Ultragenyx Completes FDA BLA Submission for DTX401, Paving the Way for the First AAV Gene Therapy to Treat GSDIa

NOVATO, CA —December 30, 2025— Ultragenyx Pharmaceutical Inc. (NASDAQ: RARE) announced today the completion of its rolling Biologics License Application (BLA) to the U.S. Food and Drug Administration (FDA) for DTX401 (pariglasgene brecaparvovec). If approved, the AAV-based treatment would become the first therapy to address the underlying genetic cause of Glycogen Storage Disease Type Ia (GSDIa), a life-threatening metabolic disorder.

GSDIa is caused by mutations in the G6PC gene, which leads to a deficiency in the G6Pase enzyme. This enzyme is essential for the liver to release glucose into the bloodstream. Without it, patients suffer from severe, life-threatening hypoglycemia and must adhere to a grueling regimen of around-the-clock cornstarch intake to maintain blood sugar levels.

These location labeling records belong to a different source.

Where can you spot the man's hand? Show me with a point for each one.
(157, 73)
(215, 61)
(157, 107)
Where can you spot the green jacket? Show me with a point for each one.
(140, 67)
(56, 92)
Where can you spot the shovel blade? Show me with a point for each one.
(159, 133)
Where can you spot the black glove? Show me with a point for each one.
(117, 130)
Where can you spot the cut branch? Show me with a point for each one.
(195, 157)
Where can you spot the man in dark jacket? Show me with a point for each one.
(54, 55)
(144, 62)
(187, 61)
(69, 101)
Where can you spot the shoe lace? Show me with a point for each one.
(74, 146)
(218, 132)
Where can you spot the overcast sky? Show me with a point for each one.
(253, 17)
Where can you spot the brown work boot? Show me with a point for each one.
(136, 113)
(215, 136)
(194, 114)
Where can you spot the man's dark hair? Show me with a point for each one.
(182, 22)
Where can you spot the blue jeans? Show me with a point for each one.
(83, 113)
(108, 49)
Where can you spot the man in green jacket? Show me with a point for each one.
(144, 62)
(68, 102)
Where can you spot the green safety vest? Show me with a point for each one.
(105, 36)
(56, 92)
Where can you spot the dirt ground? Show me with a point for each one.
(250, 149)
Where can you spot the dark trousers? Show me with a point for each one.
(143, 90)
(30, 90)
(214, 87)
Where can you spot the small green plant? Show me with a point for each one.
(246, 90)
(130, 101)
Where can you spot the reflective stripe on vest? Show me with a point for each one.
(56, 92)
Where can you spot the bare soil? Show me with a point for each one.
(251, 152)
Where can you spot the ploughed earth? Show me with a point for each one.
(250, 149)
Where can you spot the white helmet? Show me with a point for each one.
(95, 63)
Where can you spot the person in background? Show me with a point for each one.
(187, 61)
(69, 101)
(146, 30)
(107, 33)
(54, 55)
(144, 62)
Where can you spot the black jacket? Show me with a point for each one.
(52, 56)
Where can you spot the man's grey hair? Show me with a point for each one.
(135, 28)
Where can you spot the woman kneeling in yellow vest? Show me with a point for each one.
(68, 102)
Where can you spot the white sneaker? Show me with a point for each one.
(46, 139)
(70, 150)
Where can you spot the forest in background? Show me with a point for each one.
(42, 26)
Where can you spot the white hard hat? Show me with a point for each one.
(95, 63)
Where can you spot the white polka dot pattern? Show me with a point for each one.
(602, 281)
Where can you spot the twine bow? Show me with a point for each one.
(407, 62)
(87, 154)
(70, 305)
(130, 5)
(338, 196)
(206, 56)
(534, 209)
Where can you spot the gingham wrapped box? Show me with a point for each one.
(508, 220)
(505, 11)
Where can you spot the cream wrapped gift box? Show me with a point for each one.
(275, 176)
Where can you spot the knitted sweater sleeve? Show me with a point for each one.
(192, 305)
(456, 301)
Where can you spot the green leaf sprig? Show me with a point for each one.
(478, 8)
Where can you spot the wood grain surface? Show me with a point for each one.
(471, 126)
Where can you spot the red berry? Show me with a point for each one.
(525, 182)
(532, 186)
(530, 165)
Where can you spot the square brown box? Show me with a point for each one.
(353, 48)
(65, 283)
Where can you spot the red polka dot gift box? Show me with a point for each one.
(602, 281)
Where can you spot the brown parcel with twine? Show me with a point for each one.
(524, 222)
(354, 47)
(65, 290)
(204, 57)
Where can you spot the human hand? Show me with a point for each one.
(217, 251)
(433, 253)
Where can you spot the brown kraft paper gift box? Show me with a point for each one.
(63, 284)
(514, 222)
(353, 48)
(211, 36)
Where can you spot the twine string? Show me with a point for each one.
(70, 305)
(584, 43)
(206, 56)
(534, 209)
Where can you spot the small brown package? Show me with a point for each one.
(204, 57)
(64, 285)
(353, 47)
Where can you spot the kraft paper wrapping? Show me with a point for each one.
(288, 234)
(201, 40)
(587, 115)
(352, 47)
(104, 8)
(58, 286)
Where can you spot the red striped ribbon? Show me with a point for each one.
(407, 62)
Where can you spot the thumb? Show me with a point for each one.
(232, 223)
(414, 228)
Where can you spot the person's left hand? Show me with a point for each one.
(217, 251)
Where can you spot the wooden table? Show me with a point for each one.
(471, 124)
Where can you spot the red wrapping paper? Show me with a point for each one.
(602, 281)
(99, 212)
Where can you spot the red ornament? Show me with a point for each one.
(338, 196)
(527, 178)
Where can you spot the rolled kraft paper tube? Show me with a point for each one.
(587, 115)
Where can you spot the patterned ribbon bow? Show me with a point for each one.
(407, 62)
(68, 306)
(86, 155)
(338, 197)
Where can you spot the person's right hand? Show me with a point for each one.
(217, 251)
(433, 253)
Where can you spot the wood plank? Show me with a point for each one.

DTX401 utilizes an AAV8 viral vector to deliver a functional copy of the G6PC gene directly to liver cells. Unlike traditional management, this AAV gene therapy is designed to:

• Restore Enzyme Activity: Enable liver cells to produce active G6Pase.

• Hormonal Regulation: Allow the liver to respond naturally to insulin and cortisol signals.

• Reduce Glycogen Buildup: Lower hepatic glycogen levels, a key biomarker of the disease.Robust Clinical Evidence

Robust Clinical Evidence

The BLA submission is supported by a comprehensive clinical program involving 52 patients with up to six years of follow-up. Data from the Phase 3 GlucoGene study highlighted several transformative benefits:

• Cornstarch Reduction: Significant decrease in the quantity and frequency of daily cornstarch requirements.

• Improved Glucose Stability: Enhanced fasting tolerance and maintenance of euglycemia (normal blood sugar).

• Quality of Life: Meaningful improvements reported by patients on the Global Impression of Change (PGIC) scale.

Regulatory Milestones and Next Steps

The FDA has previously granted DTX401 several high-priority designations, including Fast Track, RMAT, and Orphan Drug status. With the submission of the final Chemistry, Manufacturing, and Controls (CMC) module, the FDA will now review the package to determine if the therapy meets the criteria for commercial approval.

“The completion of our BLA submission is a significant step toward delivering the first therapy that directly targets the underlying cause of GSDIa,” said Dr. Eric Crombez, Chief Medical Officer at Ultragenyx. “We look forward to providing this potentially life-changing therapy to the estimated 6,000 people living with this condition.”